What Is the Real Work?
Tuesday, February 14, 2017
How many time have you heard someone complain of a Google or a
Microsoft that they "could do that in a weekend?" How many times have
you wondered how on earth they stay in business? I recently ran across
a post by software
developer Dan Luu addressing that argument that offers both a quick
rebuttal and a dose of the kind of thinking that is
missing.
First, there is often evidence that, no,
you can't do that in a weekend. Luu specifically considers the
problem of internet search:
A few years ago, in the wake of the rapgenius SEO controversy, a number of folks called for someone to write a better Google. Alex Clemmer responded that maybe building a better Google is a non-trivial problem. Considering how much of Google's $500B market cap comes from search, and how much money has been spent by tens (hundreds?) of competitors in an attempt to capture some of that value, it seems plausible to me that search isn't a trivial problem... [link dropped, bold added]A world littered with the failures of others doesn't prove that there isn't a better way to do something, but it suggests that, at minimum, there are aspects of the problem that might need more than passing attention.

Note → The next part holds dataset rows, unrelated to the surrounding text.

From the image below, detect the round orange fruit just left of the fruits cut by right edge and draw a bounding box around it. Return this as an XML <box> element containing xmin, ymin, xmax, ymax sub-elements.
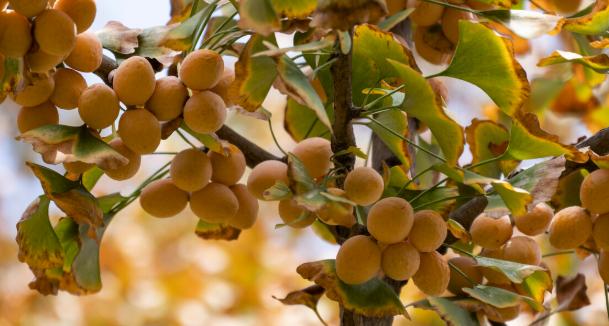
<box><xmin>549</xmin><ymin>206</ymin><xmax>592</xmax><ymax>249</ymax></box>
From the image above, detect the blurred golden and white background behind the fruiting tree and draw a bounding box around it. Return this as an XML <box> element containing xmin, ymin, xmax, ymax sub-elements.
<box><xmin>0</xmin><ymin>0</ymin><xmax>609</xmax><ymax>326</ymax></box>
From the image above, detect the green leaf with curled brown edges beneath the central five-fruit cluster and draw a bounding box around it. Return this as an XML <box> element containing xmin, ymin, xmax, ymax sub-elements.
<box><xmin>296</xmin><ymin>259</ymin><xmax>406</xmax><ymax>317</ymax></box>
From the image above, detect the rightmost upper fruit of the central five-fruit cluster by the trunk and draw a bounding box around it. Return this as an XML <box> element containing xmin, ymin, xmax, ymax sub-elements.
<box><xmin>408</xmin><ymin>210</ymin><xmax>448</xmax><ymax>252</ymax></box>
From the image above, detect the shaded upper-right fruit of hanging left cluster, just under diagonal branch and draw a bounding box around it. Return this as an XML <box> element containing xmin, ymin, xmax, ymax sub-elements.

Luu goes into some detail about the problem of search and those of running a business, as a means of making his main point:
It's not that all of those things are necessary to run a service at all; it's that almost every large service is leaving money on the table if they don't seriously address those things. This reminds me of a common fallacy we see in unreliable systems, where people build the happy path with the idea that the happy path is the "real" work, and that error handling can be tacked on later. For reliable systems, error handling is more work than the happy path. The same thing is true for large services -- all of this stuff that people don't think of as "real" work is more work than the core service. [link and footnote omitted, bold added]This reminds me somewhat of the "bike shed" argument, in which people will endlessly debate some trivial matter they know about (a bike shed on the site of a proposed nuclear plant), while glossing over something that is actually complicated (the nuclear power plant itself). In this case, internet search (although not trivial) is the bike shed, and numerous other things, like, say, making money with it, are being ignored.